I worked with the University of Minnesota libraries on a pilot data curation program. I have discussed this before. The article about the project: Preserving Data for Future Research is online now, and is in their Continuum Magazine. There is a rare photo of me smiling.
“This is a service that the Libraries can provide and nobody else on campus is currently providing,” said Lisa Johnston, a University of Minnesota librarian, who also is Co-Director of the University Digital Conservancy. Johnston is working on a plan to meet the federal mandate.
“This is just a new type of resource that we will be providing,” she said. “It’s a natural extension of library services.”
Johnston led a pilot data curation project last year that involved faculty members, researchers, and students representing five different data sets. The project leveraged the Libraries existing infrastructure, the University Digital Conservancy, the institutional repository for the University of Minnesota (conservancy.umn.edu).
“Feedback from the faculty in the pilot was very positive and anticipated that this service might satisfy the upcoming requirements from federal funding agencies,” Johnston said. Now she’s working toward building a repository for the campus, which may be open for business later this fall.

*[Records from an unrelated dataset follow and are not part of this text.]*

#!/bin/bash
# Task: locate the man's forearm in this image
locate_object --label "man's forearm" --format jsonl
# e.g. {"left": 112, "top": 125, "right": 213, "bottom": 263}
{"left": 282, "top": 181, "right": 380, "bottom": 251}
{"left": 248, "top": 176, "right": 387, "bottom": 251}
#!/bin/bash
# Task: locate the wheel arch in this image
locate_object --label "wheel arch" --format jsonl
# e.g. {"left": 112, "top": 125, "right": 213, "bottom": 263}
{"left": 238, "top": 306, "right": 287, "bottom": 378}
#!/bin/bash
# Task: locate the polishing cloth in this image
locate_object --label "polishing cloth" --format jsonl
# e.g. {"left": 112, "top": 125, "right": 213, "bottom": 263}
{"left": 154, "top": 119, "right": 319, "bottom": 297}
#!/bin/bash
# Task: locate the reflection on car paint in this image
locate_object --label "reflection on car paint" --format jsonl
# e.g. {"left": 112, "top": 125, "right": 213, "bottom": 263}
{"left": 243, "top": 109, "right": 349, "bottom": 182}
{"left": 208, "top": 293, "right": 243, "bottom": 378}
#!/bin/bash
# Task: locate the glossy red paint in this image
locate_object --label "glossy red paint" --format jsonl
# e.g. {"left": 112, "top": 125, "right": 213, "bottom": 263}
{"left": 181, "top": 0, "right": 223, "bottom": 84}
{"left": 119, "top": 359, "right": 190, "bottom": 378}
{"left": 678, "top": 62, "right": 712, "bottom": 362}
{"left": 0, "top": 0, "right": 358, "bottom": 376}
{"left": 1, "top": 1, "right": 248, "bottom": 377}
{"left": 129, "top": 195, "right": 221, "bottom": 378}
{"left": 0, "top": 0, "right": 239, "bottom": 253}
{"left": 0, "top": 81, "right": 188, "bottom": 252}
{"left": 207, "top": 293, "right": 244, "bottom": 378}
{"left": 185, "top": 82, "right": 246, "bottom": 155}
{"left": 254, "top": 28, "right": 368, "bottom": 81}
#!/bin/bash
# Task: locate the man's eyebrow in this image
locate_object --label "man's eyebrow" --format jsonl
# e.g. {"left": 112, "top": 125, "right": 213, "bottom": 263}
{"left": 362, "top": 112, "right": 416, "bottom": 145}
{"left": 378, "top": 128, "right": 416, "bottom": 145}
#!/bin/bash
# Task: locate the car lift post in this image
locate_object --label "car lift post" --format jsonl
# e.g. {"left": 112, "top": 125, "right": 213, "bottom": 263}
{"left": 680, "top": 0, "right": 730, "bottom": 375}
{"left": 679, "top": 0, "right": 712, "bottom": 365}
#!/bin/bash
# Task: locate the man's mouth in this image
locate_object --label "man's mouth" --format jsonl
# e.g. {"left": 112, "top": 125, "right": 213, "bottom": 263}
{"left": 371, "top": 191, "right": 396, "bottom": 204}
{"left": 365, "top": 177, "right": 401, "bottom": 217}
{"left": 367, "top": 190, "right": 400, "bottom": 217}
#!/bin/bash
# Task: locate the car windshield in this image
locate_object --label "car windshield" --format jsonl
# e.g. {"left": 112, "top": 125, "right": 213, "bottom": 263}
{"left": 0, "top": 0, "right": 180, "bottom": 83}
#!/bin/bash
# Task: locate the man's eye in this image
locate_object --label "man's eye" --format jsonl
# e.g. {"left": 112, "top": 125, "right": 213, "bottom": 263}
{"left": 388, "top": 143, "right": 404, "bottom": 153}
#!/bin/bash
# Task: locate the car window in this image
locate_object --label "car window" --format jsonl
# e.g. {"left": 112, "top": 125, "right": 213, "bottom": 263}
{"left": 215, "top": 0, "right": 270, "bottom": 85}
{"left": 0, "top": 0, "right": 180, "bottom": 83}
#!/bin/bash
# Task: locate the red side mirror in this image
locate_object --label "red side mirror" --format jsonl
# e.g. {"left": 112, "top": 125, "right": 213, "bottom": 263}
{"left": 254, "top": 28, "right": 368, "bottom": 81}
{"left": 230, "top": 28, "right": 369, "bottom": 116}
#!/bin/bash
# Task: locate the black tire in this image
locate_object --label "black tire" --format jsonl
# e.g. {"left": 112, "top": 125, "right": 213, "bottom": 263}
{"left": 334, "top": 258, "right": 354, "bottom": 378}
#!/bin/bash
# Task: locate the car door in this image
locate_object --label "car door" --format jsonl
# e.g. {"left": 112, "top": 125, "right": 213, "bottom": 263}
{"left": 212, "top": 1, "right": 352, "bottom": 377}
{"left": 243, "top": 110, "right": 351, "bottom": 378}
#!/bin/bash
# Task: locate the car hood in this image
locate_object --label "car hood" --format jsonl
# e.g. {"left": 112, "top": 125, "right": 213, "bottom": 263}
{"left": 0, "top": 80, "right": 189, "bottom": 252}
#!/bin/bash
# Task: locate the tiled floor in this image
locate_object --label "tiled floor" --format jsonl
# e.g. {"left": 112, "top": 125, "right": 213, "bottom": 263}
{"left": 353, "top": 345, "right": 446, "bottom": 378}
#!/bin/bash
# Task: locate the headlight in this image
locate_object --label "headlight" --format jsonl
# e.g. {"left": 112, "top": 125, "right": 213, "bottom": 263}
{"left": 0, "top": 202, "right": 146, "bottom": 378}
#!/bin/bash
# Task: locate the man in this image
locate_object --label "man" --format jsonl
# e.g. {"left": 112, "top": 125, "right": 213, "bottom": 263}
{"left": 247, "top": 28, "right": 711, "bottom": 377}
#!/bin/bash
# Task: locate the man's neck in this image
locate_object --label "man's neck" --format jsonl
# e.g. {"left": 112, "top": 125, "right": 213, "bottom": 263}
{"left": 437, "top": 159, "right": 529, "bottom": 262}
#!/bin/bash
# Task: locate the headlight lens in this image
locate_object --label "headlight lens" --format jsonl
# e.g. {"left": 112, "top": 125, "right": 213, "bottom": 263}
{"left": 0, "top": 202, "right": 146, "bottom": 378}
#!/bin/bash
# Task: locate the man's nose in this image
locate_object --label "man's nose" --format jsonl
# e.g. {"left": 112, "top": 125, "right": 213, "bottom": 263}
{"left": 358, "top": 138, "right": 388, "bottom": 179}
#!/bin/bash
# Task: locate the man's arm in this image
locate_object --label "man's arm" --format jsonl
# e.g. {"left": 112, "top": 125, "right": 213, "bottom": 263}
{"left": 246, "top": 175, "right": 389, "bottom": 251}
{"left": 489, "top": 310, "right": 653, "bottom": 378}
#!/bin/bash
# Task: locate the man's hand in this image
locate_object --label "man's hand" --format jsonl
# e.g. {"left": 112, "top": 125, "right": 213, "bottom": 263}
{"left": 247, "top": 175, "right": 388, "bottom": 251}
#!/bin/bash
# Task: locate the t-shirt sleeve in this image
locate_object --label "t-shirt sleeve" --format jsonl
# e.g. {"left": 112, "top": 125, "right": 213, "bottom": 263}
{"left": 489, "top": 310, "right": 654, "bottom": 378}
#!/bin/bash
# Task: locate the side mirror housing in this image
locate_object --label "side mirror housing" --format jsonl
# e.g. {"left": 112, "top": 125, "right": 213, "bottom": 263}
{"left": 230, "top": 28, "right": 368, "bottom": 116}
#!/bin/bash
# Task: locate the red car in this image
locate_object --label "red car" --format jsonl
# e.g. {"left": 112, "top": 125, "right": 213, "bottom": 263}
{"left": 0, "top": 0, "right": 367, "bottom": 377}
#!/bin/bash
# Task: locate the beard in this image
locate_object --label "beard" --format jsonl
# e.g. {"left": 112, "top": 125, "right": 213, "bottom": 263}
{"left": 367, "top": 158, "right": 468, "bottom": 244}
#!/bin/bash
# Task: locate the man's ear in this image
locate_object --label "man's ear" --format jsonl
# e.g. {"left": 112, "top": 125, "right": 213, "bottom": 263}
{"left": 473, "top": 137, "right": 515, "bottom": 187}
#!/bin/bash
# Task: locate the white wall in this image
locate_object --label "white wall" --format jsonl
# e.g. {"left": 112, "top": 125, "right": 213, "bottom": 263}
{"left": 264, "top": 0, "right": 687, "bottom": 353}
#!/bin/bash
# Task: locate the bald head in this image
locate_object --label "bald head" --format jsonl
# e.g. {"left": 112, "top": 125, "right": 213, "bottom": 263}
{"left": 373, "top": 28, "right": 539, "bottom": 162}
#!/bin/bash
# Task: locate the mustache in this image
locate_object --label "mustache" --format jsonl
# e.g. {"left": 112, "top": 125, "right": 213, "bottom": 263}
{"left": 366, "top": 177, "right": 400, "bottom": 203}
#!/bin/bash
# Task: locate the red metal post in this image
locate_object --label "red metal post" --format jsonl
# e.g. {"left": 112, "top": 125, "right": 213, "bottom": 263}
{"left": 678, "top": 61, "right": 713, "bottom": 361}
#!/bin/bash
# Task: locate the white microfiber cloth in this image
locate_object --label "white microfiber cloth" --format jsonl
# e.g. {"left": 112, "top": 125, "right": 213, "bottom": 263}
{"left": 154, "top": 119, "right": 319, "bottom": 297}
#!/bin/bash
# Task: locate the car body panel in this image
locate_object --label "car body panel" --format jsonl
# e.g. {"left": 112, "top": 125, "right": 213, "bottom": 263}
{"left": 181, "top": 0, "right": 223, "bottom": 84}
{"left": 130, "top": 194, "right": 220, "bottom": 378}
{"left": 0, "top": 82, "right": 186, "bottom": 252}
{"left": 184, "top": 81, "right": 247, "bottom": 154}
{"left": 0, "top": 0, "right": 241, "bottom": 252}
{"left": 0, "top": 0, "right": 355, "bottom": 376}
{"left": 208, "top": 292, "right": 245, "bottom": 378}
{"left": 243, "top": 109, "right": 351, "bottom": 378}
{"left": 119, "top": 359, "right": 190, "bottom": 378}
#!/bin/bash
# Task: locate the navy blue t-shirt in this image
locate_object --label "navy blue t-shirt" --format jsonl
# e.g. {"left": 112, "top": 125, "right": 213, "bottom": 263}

“University libraries are the natural repository for research conducted at a particular university,” said David Levinson, professor in the Department of Civil Engineering. Levinson – who conducts research in the area of infrastructure, particularly transportation infrastructure – currently maintains some of his research data on his office desktop computer.
“I won’t be here in 20 years; I’ll be retired. What will happen to the data sets when I retire?” he asks “What if someone forgets to migrate it?”
Levinson was involved in the pilot study. He called it a “step in the right direction, but it’s a baby step,” citing potential lack of resources and compliance as two challenges to a fully functioning data curation repository.
“You could probably have one librarian for every department at the University … who could have a full-time job collating and collecting the data for that department each year,” he said, noting that a funding model has not yet been established. He adds “[The funding] should come from the grants.”
So, why is it important for publicly funded research data to be preserved?
“First of all, the data is oftentimes unique, you could never recreate it,” Johnston said. “It’s also very expensive. And what do you get out of it? One, two, five papers? You could instead make that underlying research data available so that other researchers can take a look at the data, re-analyze it and come up with new results – perhaps competing results, perhaps validating results.”
Levinson agreed, saying that Libraries already have the infrastructure, the resources and the tools to not only preserve the data but to make it “findable” by the public.
“There’s 7 billion people in the world – most of whom don’t want to use my data – but a couple of whom might. And they might not know that the data exist” if it’s just sitting on my computer, he said. “Putting it out into a standardized, findable public forum makes it easier for them to: A) Know that the data exists; and B) Actually get at the data.”